OVH Community, your new community space.

How do you (clients of OVH) manage disk failures?

06-01-2014, 23:24
I also do backup of backups to two locations in case original backup fails (after it happened once...)

04-01-2014, 17:50
I run raid1 but only because I cant run raid5 on two drives.
I ony back up things I cannot recreate, so rsync is fine for those cases where my Kimi isn't already using a copy.

In the face of total hdd death, it would take me a day or so to get back on the air, as I would need to rebuild my gentoo-hardened install and I don't back up the binaries. That suits my use case.

I've lost two HDD in the last few years, both wihin a few minutes of each other and both in the same raid5 set

04-01-2014, 16:20
With OVH, I've had two HDD issues in the past, but they were resolved in a fairly reasonable fashion (certainly not more than 24 hours).

I also use at the very least RAID 1. As that's not a guarantee that no loss of data will occur, I used to use Duplicity for backups, but have switched to BackupPC for its ease of management and de-duplication across all the backups, rather than a single backup as with Duplicity.

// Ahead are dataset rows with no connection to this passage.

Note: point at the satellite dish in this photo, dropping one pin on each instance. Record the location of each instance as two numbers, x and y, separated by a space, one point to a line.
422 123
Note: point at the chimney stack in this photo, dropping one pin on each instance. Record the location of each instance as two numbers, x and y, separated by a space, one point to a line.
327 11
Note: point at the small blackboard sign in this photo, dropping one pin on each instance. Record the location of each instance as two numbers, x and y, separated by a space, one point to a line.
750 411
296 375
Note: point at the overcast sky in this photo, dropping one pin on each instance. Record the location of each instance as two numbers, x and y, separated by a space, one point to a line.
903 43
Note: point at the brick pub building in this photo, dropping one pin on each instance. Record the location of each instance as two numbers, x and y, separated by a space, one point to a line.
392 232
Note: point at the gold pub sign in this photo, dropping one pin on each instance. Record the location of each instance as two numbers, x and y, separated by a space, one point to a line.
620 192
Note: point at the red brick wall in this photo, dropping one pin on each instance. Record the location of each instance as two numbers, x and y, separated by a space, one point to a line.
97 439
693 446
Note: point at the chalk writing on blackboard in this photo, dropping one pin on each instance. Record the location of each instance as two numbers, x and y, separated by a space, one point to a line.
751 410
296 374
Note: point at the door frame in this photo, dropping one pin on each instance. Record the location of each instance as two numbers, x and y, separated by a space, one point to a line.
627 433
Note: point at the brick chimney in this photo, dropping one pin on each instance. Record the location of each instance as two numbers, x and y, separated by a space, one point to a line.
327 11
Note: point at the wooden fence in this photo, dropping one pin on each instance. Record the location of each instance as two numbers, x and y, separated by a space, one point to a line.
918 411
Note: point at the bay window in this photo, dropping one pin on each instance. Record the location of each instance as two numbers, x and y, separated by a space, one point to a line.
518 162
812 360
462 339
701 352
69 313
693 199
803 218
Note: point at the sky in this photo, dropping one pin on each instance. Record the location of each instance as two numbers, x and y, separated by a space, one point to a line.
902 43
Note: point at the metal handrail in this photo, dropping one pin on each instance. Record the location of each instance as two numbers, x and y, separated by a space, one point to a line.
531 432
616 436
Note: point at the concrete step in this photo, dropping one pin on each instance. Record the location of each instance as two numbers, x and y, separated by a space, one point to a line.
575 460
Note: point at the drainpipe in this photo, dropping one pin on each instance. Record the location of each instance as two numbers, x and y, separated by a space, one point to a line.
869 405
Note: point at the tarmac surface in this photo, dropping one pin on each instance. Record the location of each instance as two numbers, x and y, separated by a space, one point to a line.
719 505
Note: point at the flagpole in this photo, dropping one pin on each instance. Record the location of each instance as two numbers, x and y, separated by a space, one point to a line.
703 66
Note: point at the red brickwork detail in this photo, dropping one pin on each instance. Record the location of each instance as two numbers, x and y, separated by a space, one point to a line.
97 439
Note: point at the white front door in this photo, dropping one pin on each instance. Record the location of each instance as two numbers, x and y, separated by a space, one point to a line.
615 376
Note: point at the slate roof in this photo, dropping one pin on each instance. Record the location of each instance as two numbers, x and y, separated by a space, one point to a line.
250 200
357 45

The BackupPC server does daily incremental backups of each server and retains 14 of them, and does a full backup every week, 2 of which are retained. For database servers it does a full dump prior to backup, and removes them once backup has been completed.

04-01-2014, 15:21
I run daily backups to home for website data and 3 hourly backups to home for databases. All data is archived here for 7 days. I've never lost any data to date by doing this.

OVH's response to disk failures is appalling, you can see my experience here: After 6 years with OVH I decided to move to a company who cares about its customers. It was a hard decision but it's clear that OVH don't value it's loyal customers

My advice is to do one of the following:
1. Backup to a server at home regularly (if you have the upload bandwidth to restore it if required).
2. Purchase another cheap server from OVH or another provider and backup to that.

In my opinion, monthly or even weekly backups isn't often enough. A lot can change in 24 hours so a lot more is going to happen over a week. At the very least you should backup your databases daily as they are likely to change more often.

I'm a bit of a backup buff because I hate losing things. I even made my own backup scripts to manage the archiving. I'll explain my process in case it's of interest to you...

1. The server initiates a backup to the backup server via FTP, using a piece of software called SyncBackSE. It's capable of remembering the directory structure so it doesn't have to scan the FTP each time and allows partial backups.

2. The main data copies at 11pm daily, the databases copy every 3 hours from 12am, 3am, etc.

3. On the backup server, disk 1 is the data drive where the backups copy to. Disk 2 is the archive disk. On a set schedule (about 1.5hrs after the main server to backup server copy), it copies the relevant directories from disk 1 to disk 2 into an archive folder and deletes the oldest backup. Disk 1's data always remains as the "latest" backup just in case the archive disk fails (just another layer of backups really).

4. I get emailed to tell me the status of that backup run.

It's all automated once setup and has only failed to work 2 or 3 times in 4 years and those were due to the cron not firing or the disk being full.

In total, it handles about 50GB of backups, but I don't doubt it could cope with a lot more.

Since I've been with OVH I suffered 4 disk failures, and not a single one was handled well, so I would make sure you have a backup plan in place should it happen in the form of another server you can fail over to or something else.

03-01-2014, 19:43
Touch wood, I've only had one HD go since 2008, just wanted to get some ideas to minimise the downtime if and when it happens again.

03-01-2014, 19:37
I am lucky enough to have not had one fail yet.

All my projects are backed up everyday so if I knew a failure is imminent I can transfer theme to the backup server and point everything to that server while the ticket is sent for a replacement HDD.

All drives fail I guess its just when.

03-01-2014, 18:59
I had one fail in a Kimi last July, it totally died - took roughly 24hrs to be replaced.

Despite all the talk about hard drives should have a decent SLA window (all servers), I'm just wondering how do you all cope when a hard drive isn't totally gone? In the sense that if you open (or request) a ticket, you do not actually know when the drive will be replaced even when you give the tech the go ahead. I know most of you have a backup plan in place, but if you run software that really can't do redundancy 100%, you're playing a waiting game while new data is being written to disk, etc etc.